Gli scienziati vanno cauti nello stabilire il nesso fra cambiamento climatico e conflitti. Ma in campo militare il clima è già un fattore nella gestione del rischio
(Rinnovabili.it) – Il cambiamento climatico porterà conflitti e violenze nel futuro. Ma oggi? Esistono già dei casi in cui le guerre hanno tra le loro cause i mutamenti del clima?
Tempeste, siccità, inondazioni e ondate di calore estremo o freddo polare possono distruggere le ricchezze di intere aree geografiche, azzerando i raccolti, e costringendo le persone a sconfinare, aggravando antiche rivalità e scatenando una lotta per le risorse.
Gli esperti concordano che questi fattori aggraveranno la situazione con la crescita delle emissioni. Eppure alcuni supportano l’esistenza di prove che testimoniano come il riscaldamento globale sia già la causa di alcuni conflitti.

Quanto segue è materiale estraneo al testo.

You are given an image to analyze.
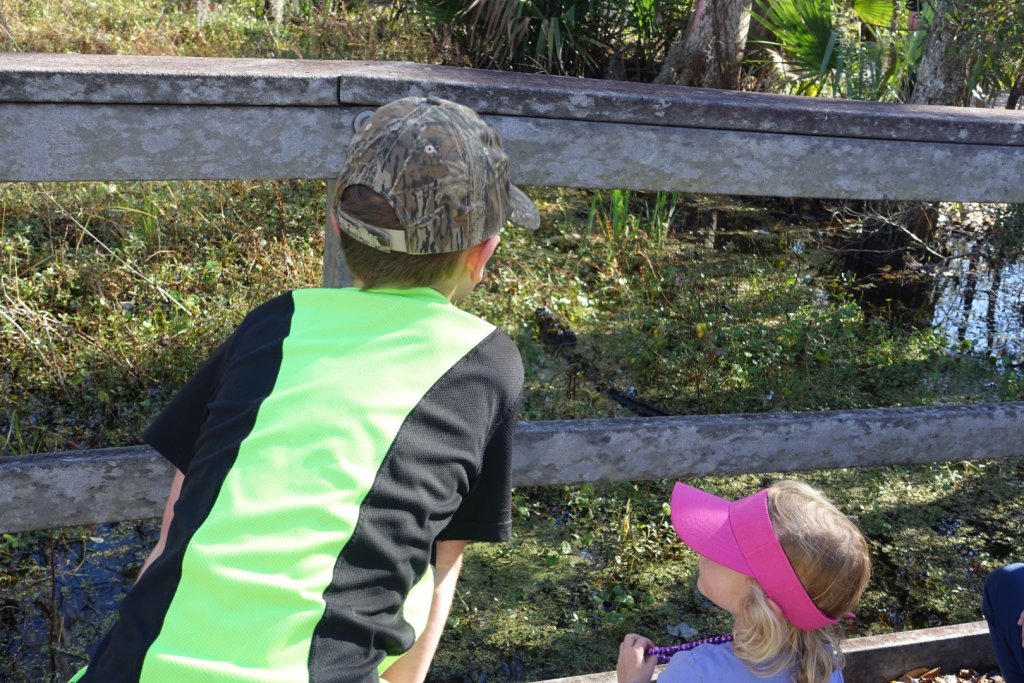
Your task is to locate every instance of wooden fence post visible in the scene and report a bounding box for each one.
[322,178,352,288]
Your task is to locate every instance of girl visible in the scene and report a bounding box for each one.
[618,480,871,683]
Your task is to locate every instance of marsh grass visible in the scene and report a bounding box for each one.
[3,2,1024,681]
[3,181,1023,681]
[1,180,324,454]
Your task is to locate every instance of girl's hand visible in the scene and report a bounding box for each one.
[617,633,658,683]
[1017,609,1024,649]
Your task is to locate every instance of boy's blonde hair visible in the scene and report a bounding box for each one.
[732,480,871,683]
[337,185,464,290]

«In un certo numero di paesi africani l’aumento dei conflitti violento è la caratteristica più evidente degli effetti cumulativi dei cambiamenti climatici – avvertiva l’Istituto del Sudafrica per gli studi sulla sicurezza (ISS) nel 2012 – Nella regione del Sahel, la desertificazione sta causando scontri tra pastori e agricoltori, perché la disponibilità di terreni coltivati si riduce. Inoltre, gli effetti del clima si sono già tradotti in conflitti violenti nel nord della Nigeria, in Sudan e Kenya».
La tesi delle guerre climatiche è venuta alla ribalta nel 2007, quando il capo delle Nazioni Unite Ban Ki-moon ha detto che le violenze nella regione sudanese del Darfur erano state in parte provocate in parte dal decennale calo delle precipitazioni che aveva falcidiato mandrie di bovini. La popolazione nomade è entrata così in conflitto per l’acqua con quella stanziale degli agricoltori.

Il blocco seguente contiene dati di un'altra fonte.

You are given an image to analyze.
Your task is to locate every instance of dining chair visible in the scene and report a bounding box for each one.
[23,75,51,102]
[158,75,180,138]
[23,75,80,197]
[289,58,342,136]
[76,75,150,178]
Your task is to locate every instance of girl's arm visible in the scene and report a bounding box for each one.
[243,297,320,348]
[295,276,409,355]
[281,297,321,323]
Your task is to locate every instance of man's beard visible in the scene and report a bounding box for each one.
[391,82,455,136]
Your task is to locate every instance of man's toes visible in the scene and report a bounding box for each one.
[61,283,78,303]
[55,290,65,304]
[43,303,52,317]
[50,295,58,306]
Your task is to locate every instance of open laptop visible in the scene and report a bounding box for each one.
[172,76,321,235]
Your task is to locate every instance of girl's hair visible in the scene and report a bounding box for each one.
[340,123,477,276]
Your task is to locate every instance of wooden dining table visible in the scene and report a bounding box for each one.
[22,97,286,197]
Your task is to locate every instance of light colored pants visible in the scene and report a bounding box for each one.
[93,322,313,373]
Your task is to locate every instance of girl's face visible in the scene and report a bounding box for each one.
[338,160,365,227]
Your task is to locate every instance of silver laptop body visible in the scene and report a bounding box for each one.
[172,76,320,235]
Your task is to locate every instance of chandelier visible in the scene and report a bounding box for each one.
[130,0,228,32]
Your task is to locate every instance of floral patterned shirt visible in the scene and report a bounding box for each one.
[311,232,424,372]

Altri hanno tracciato un collegamento tra le rivolte della primavera araba, nel 2011, e le ondate di calore in Paesi esportatori di cereali.
Russia, Ucraina e Kazakhstan avevano ritirato il grano dal mercato globale. Entro quattro mesi, i prezzi alimentari hanno raggiunto il secondo picco record in tre anni. Tutto ciò potrebbe aver acceso la miccia nella polveriera dei Paesi arabi, già gravati da povertà, disoccupazione giovanile e governi autoritari.
L’ex vice presidente degli Stati Uniti Al Gore, crede che il cambiamento climatico sia un fattore, tra gli altri, di origine del conflitto siriano.
Ma gli scienziati del clima sono cauti nello stabilire un nesso di causalità tra il riscaldamento globale e i conflitti in corso, a differenza di quelli futuri. Aspettano a sbilanciarsi fino a quando la prova non è ritenuta schiacciante.
In campo militare, invece, è tutto diverso. Le forze armate sono concepite per agire rapidamente, senza attendere che l’inoppugnabilità. Questo è il motivo ti innumerevoli orrendi massacri, e anche quello per cui il clima è ormai un fattore di rischio inserito nella pianificazione del conflitto. In molti Paesi, gli analisti militari già includono i cambiamenti climatici nella gestione del rischio, perché partono da un sillogismo: l’instabilità climatica è sempre causa di instabilità geopolitica.